For me, I love the fact that the creation story expands on the commandment to multiply and fill the earth with the description ‘be fruitful.’ For, of course, bearing good fruit is a common metaphor in the Scriptures for living a good life that produces goodness for the world and everyone in it. It therefore opens the doors to this commandment for everyone. While we tend to think of reproduction as something ‘everyone’ does, the fact of life is that it is and has always been far more complicated than that. If we insist on reproduction, not just as the meaning of sex, but as the meaning of life, it limits the field of living and God’s blessing to a small subset of the human race — basically, fertile females between the ages of thirteen and fifty and their fertile husbands.
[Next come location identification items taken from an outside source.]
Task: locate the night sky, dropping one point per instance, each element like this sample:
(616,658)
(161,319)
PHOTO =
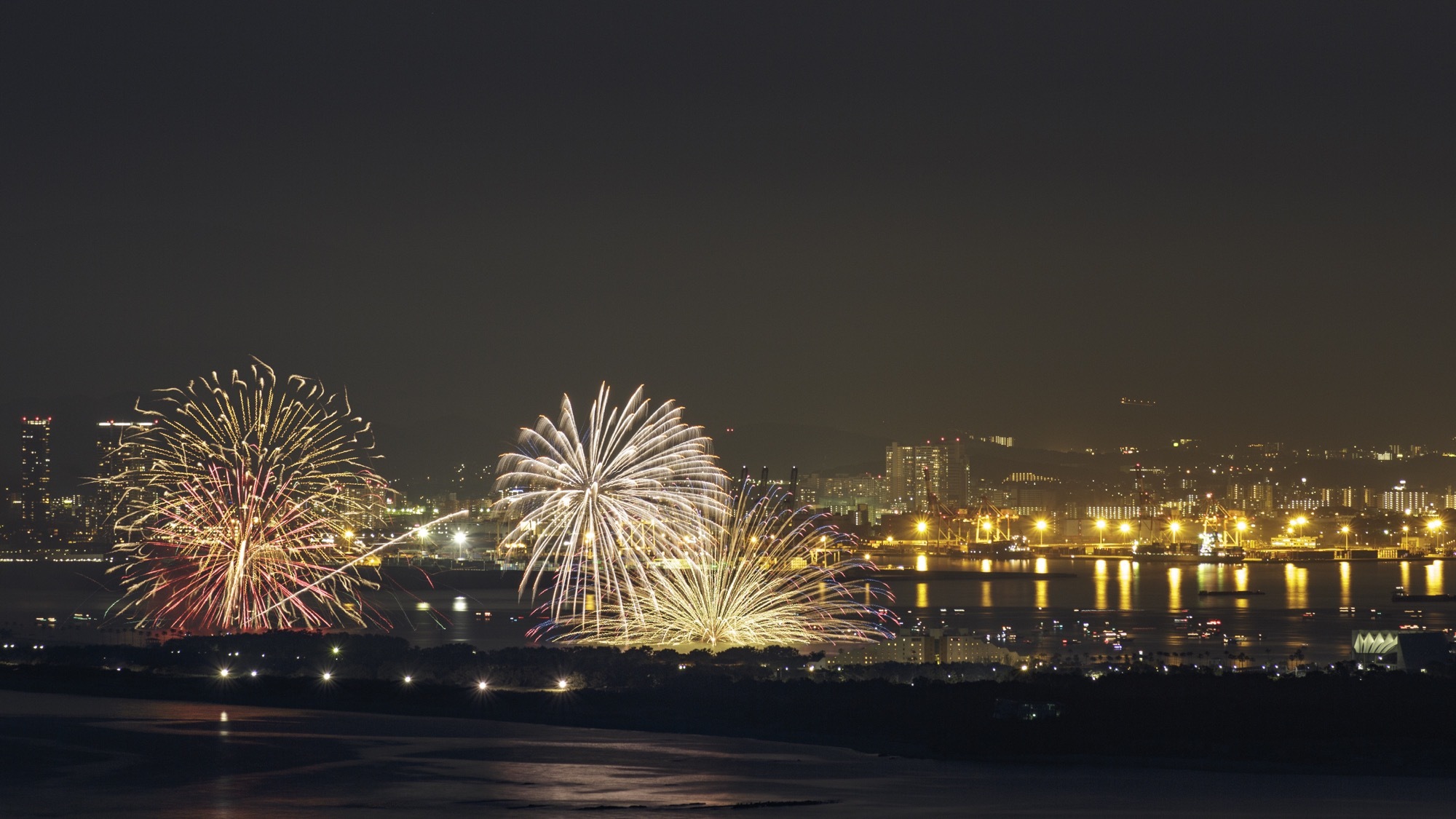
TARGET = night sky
(890,221)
While a more generous and open understanding of what sex is for certainly does open the doors for a beautiful and holy life (including but not limited to sex) for queer folk of all stripes, it also does the same for all people who for whatever reason — of physiology, psychology, circumstance, age, or choice — are not going to be having and raising children. There is no doubt that having children is a blessing and a natural way of living out the commandment to be fruitful and multiply; but it is far from the only one. We are all under that essential human vocation, but we can live it out in many ways.

(For the fruit of the Spirit is love, joy, peace, forbearance, kindness, goodness, faithfulness, gentleness and self-control. Against such things there is no law.)